Taiwan’s financial regulator has been calling on insurance companies to invest more at home to support the local economy but, for now, this doesn't seem to be a priority for the country's biggest lifer.
When asked about its asset allocation plan for the coming year at a third-quarter results briefing on Wednesday, Cathay Life declined to be specific but said it intended to further increase its overseas allocations, particularly in fixed income.
“The broad direction is we will continue to increase overseas investments but they’ll mainly be fixed income allocations. This is something that we can answer,” said a senior Cathay Holdings executive at the analysts' meeting webcast live from Taipei.
AsiaInvestor was unable to ascertain who exactly made the comments, but among those said to be present was Lee Chang-ken, president of Cathay Financial Holdings.
As at end-September, international bonds made up 57.8% of its investable assets of NT$5.75 trillion ($185.78 billion). The allocation weight is 2.1 percentage points higher than at the end of 2017, making it the biggest change among all asset classes. In contrast, the lifer only had 5% of its portfolio in domestic bonds, 0.5 percentage points less than at the start of the year.
The return on Taiwanese bonds is currently lower than on comparable US Treasuries and there is no clear sign of domestic interest rates rising just yet, Serene Hsieh, Taipei-based director for financial services ratings at S&P Global Ratings, told AsianInvestor. This is in contrast to the US where there have already been eight rate hikes this cycle and monetary policy is still being tightened.
The yield on 10-year government bonds is currently 0.92% in Taiwan compared with 3.13% in the US.
The asset class that gave Cathay Life the highest return was equities. Domestic equities and international equities took up 8.1% and 7.1% of the portfolio and returned 12.1% and 10.8%, respectively, over the third quarter.
The company said it has steadily increased its allocation to A-shares and Hong Kong equities since the beginning of the year.
But it declined to comment on its equity allocations in the wake of October's sharp global market declines, except to say that its quantitative investment team use both top-down and bottom-up methods to track global economic cycles.
“We have an in-house model to monitor the probability of a recession. If it rises significantly to a certain level, we’ll for sure make some adjustment in asset allocation and investment strategies,” a second senior executive said.
Taiwan's Financial Supervisory Commission (FSC) said in June that it wanted domestic insurers to invest NT$150 billion ($4.9 billion) over the next three years in the country's so-called five plus two innovative industries, as well as in the public construction and long-term care sectors.
Five plus two refers to five industries seen as having strategic value for the country – the internet of things, biomedical, green energy, smart machinery and defence – subsequently expanded to include new agriculture and the circular economy (which is related to the recycling of products).
The FSC subsequently announced a drastic decrease in the risk charge for insurance company investments into the five plus two industries through private equity funds. The risk coefficient for such investments was cut from 26.38％ to 3.19% in order to encourage insurers to invest more in these areas.

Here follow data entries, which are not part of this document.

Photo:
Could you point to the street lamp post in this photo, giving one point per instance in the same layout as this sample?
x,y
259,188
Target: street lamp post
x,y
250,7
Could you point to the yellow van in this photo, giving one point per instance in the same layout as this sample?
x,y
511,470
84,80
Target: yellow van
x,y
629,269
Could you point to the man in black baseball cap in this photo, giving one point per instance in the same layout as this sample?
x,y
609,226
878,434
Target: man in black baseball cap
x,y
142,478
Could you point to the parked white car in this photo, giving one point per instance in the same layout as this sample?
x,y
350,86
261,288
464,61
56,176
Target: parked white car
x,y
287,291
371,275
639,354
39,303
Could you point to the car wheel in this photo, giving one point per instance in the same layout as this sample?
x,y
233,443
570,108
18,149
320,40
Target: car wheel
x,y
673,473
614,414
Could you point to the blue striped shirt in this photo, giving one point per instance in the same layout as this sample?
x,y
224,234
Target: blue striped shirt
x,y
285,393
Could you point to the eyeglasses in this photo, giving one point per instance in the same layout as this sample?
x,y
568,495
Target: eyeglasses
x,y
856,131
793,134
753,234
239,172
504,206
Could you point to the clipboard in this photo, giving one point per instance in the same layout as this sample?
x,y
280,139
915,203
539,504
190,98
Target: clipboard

Separately, Cathay Life and other insurers have urged the regulator to also assign a lower risk coefficient to public equities held over longer periods, as well as equities that are bond-like in nature and have good environmental, social and governance (ESG) elements.
An FSC spokeswoman last month said these proposals were still under consideration.
Also being mulled is whether to install a mechanism that discourages insurers from selling domestic company shares when stock markets are slumping or buying them in a rampant bull market, so insurers are less inclined to offload stock holdings in a hurry when the market isn't doing well.
Cathay Life's investment yield after hedging was 4.19% in the third quarter, a slight drop from 4.22% in the previous quarter.
Hedging costs were 1.22% for the first nine months of the year, mainly as a result of currency swaps, Cathay Life said.